Optimizing Agent Workflows for Modern LLMs
Writing effective agent skills requires deep knowledge of prompt engineering. With the release of advanced reasoning models like Claude 3.5 Sonnet, ChatGPT o1, and DeepSeek-V3, prompt templates must focus on structured thinking. Developers are encouraged to use XML tags (e.g., <thought>, <context>, and <rules>) to isolate execution boundaries. Standardized prompts prevent agents from suffering from context drift, ensuring that long-running tasks remain aligned with the initial system parameters.
Exploring by SOC Occupations and Creator Profiles
What makes SkillMD unique is its taxonomy. Instead of simple text search, we parse and organize files according to the Standard Occupational Classification (SOC) system. This means you can discover skills written for Computer and Mathematical roles, Business and Financial operations, Legal, Design, and and Educational Instruction fields. By tracking creator profiles, developers can study how different teams organize their custom instructions, compare version updates, and fork public configs for specialized enterprise use cases.

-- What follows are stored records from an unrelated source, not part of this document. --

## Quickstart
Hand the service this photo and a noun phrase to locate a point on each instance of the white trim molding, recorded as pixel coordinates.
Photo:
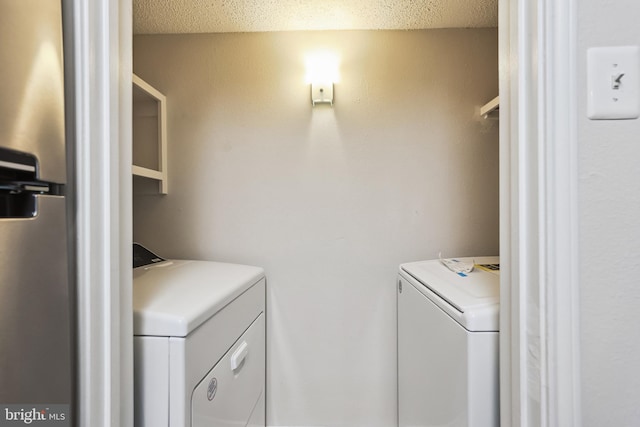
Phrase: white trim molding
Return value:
(101, 38)
(540, 366)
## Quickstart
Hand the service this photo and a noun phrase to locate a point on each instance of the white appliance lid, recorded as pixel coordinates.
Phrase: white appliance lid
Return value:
(475, 299)
(172, 298)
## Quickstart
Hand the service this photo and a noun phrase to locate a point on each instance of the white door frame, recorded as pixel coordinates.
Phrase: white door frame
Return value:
(539, 347)
(102, 45)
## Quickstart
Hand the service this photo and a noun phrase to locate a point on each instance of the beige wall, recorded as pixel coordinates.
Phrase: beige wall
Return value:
(609, 209)
(328, 200)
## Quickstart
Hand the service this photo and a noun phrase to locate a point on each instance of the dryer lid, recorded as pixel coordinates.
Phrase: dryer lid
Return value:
(473, 301)
(172, 298)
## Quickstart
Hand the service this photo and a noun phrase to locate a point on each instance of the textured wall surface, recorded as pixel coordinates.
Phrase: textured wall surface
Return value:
(329, 200)
(609, 234)
(206, 16)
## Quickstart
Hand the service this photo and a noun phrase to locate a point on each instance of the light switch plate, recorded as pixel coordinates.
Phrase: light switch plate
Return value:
(613, 77)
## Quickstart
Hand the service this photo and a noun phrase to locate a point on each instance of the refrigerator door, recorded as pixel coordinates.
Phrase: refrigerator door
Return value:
(32, 83)
(35, 312)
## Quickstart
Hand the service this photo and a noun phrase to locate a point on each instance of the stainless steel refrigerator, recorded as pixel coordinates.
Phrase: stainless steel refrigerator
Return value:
(36, 296)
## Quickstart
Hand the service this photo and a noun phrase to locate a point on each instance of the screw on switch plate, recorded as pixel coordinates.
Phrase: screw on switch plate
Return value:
(613, 77)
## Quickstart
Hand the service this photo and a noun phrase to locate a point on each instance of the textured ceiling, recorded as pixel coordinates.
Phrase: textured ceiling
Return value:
(224, 16)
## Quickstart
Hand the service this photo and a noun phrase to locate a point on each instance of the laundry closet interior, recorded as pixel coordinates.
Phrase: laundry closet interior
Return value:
(328, 199)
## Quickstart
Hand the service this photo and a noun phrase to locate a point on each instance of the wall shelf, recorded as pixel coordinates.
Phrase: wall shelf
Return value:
(149, 133)
(491, 108)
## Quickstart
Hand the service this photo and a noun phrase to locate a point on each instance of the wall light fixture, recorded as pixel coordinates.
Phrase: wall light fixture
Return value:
(322, 73)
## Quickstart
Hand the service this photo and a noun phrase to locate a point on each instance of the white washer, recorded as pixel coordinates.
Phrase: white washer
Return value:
(199, 342)
(448, 345)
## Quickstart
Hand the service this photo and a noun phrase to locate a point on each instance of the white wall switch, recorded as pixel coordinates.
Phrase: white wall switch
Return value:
(613, 77)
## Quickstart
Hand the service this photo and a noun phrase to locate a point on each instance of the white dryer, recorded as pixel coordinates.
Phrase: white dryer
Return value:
(448, 345)
(199, 343)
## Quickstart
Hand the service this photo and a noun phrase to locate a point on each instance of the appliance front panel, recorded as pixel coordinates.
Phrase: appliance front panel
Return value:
(232, 390)
(35, 312)
(32, 83)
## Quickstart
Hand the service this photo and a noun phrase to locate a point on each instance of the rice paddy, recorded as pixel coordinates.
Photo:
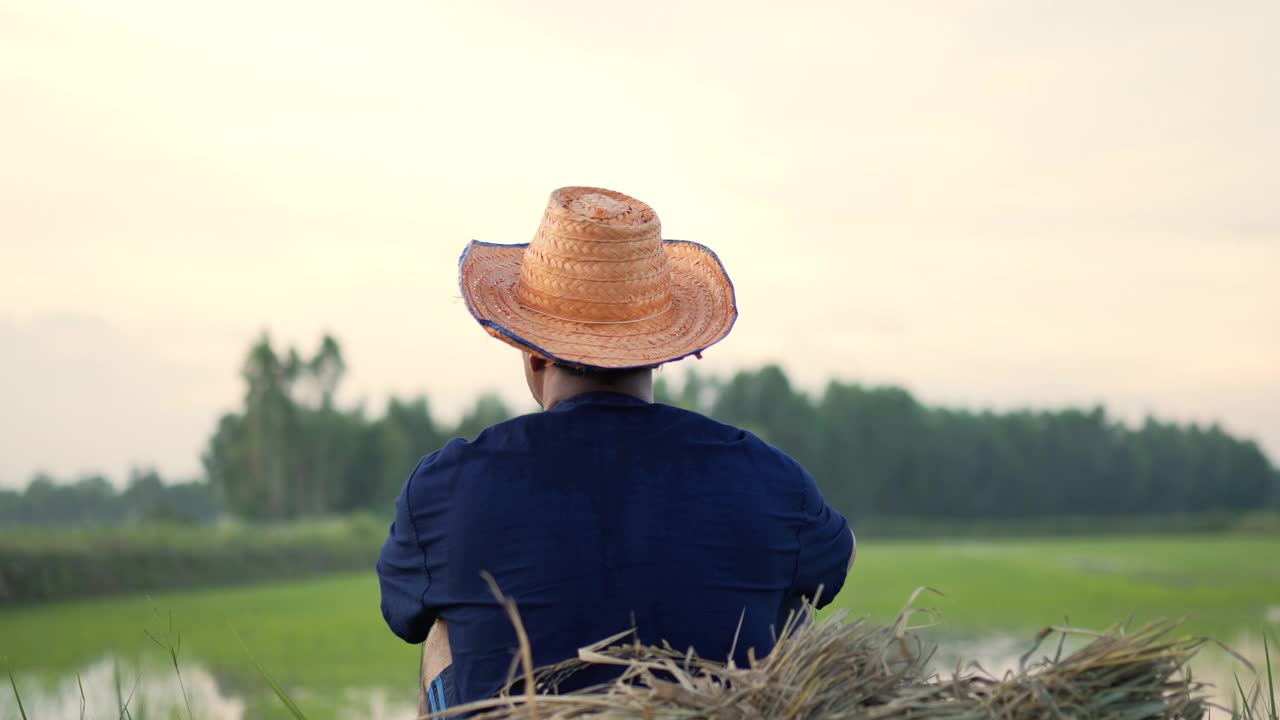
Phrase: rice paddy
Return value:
(324, 639)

SkillMD operates as a high-performance index running on a fast Go backend and a highly responsive Astro SSR frontend. All search queries execute in milliseconds, featuring smart debouncing to prevent multiple API requests while keeping user data secure. Join our community of developers to standardize your AI agent instructions and optimize your LLM prompting workflows today.
Frequently Asked Questions
A practical guide to agent skills: what they are, how to inspect them, and how SkillMD helps you explore the ecosystem.